Conditions in the Aspen zone were rated as moderate below, near and above treeline Wednesday, but Reardon wrote in his discussion of the conditions that special circumstances exist.
"In the bigger picture, though, the terrain where the slide occurred is one of the two most notable aspects of Monday's accident," Reardon wrote on the Colorado Avalanche Information Center website. "The slope shares many features with those where other incidents have occurred since late January, including Tuesday's fatal accident in the Flat Tops."
The areas with slide activity have been around 10,500 feet, northerly, convex and several hundred feet below the ridgeline.
"Sear those characteristics into your brain so your spidey senses tingle and you reflexively avoid similar slopes," Reardon concluded.

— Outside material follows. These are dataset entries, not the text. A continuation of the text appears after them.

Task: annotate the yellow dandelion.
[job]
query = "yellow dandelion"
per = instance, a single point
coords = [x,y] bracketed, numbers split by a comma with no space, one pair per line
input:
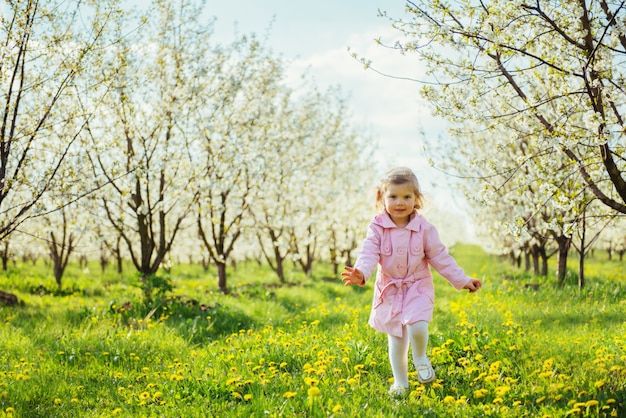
[314,391]
[502,390]
[480,393]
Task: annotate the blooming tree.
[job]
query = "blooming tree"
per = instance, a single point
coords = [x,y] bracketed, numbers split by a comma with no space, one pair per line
[49,51]
[140,147]
[533,92]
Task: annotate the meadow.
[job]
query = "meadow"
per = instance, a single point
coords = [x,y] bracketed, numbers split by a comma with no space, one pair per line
[521,347]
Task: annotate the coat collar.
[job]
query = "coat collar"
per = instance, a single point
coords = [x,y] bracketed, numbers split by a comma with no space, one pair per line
[384,220]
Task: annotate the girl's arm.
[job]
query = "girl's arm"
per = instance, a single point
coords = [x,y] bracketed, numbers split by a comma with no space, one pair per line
[367,259]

Aspen Mountain and Aspen Highlands were experiencing issues with slides this week due to temperatures that stayed above freezing three nights in a row and climbed into the 40s and 50s during the day. Steep terrain on the lower slopes of Aspen Mountain and Aspen Highlands was closed Tuesday due to the threat of wet slides, according to Aspen Skiing Co. spokesman Jeff Hanle. A snowboarder who was on Aspen Mountain on Tuesday said some trails in the Dumps as well as the Bingo-Jackpot area was closed.